Ben Simons, Nantucket Historical Association: What a pleasure it is to read through The Other Islanders! I think it is a great service to the island’s history, written with such a positive, sober spirit! I also wanted to pass along praise for your book that I received by chance recently. Jennifer Bunting, publisher at Tilbury House press in Maine, and her husband Bill Bunting, author of books on Maine maritime history, just got a copy of the book, and were extremely impressed, and wanted to say how important they thought it was. I believe they are involved in a project to shed light on Maine’s “other islanders” or “other citizens.”

Lamont Thomas, biographer of Paul Cuffe: An impressive job of integrating mainland, maritime, "coof," island, Native, religious, British, African ... culture! For the first time, the mish-mash makes sense to me. It's as though you had lived through it all in a former life. Thanks for your astonishing work.

Marilou Kratzenstein: Let me tell you that I bought a copy of The Other Islanders and am very impressed with it. We need more of this type of social history, a recounting of the lives of people who otherwise have been overlooked. I love the way it's laid out and the use of sepia, pale green and other "faded" colors. The very look of the book conjures up the era of the people it represents. You get the sensation of examining a historical document.

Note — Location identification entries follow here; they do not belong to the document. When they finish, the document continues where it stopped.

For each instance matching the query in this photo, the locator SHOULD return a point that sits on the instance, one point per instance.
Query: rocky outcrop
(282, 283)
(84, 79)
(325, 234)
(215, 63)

Vladimir Strelnitski, director of the Maria Mitchell Observatory: Here is a unique history of Nantucket’s people, intermingling scrupulously researched scientific information with gripping historical stories.…Reflected in the small mirror of Nantucket is the uneasy progress of inter-ethnic relations, from blatant xenophobia to tolerance to mutual respect, as shared in touching stories of helping. This is the progress that is making America an unprecedented melting pot of human cultures.

Denise Patmon, University of Massachusetts, Boston: Beginning with the Wampanoag, The Other Islanders provides stories from the diverse groups of people who have set foot on Nantucket shores. The experience of folks from different ethnic groups is told through stories making these everyday people no longer faceless and recognizing their significance to the island, bringing to life former and present-day domestics, bakers, gardeners, and the like.

Nathaniel Philbrick, author of In the Heart of the Sea: Nantucket is known for its Quaker whalemen of old and its billionaires of today, but as The Other Islanders eloquently demonstrates, the real story lies elsewhere.